I have tried to remind myself in the past that literally nobody cares if I am behind on the TV shows I'm wanting to watch. Just me. So...I like the term "phantom obligation". I'll definitely tuck that away in my brain for later use.
Google Reader, mentioned once in the text but not really explored, was a different experience. I pretty much stopped using RSS when that went away. Every other reader would either mangle the experience or add a paywall.
It had a magic simplicity that could be summed up as: "without me doing anything, give me the next thing I want".
Similar story with Google Podcasts IIRC, none of the current ones work the way that did either.
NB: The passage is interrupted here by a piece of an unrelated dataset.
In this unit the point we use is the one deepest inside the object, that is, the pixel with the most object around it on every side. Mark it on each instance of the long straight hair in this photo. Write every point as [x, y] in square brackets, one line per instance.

What’s happening in this site? The page loads and number starts going up from 47 and the it says “You fell behind reading this”. And I start scrolling and paras of text start floating up. I am really confused
If you scroll down slightly you get a low contrast button "○
PREFER STILLNESS? READ AS PLAIN TEXT
→", which takes you to a plain text version with a rather patronising introduction that says "You chose the quiet version. No animations. No counters ticking up.
Just words. That's a valid choice."
Edit: to be just slightly nicer about it: having a plain text version is great, that's a really good thing. But the "that's a valid choice" paragraph is unnecessary and just distracts from your actual article. If I pick the plain-text version it's because I want to just get straight to the point (other people may have other reasons), and I certainly don't need your validation.
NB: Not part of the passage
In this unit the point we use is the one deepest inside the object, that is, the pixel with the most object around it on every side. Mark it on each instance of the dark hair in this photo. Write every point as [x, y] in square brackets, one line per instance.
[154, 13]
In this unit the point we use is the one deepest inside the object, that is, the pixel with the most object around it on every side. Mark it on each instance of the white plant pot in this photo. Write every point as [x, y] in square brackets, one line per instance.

"Good instincts on choosing plain text—you're asking exactly the right questions, and it cuts to the core of what makes traditional blogging so compelling. It's not just the medium—it's direct access to the thoughts and personality of the author! Let's delve deeper into exactly why the blogging model is so powerful.
I do feel a little urgency to keep up since some me my feeds cover stuff happening in the world, and lose value if not read promptly.
I've seen takes similar to the author's before and they don't resonate with me. Maybe we just have different relationships with technology. The same way a watch telling me to complete my rings has no power over me because that's not a goal I chose for myself. The watch serves me, not the other way around.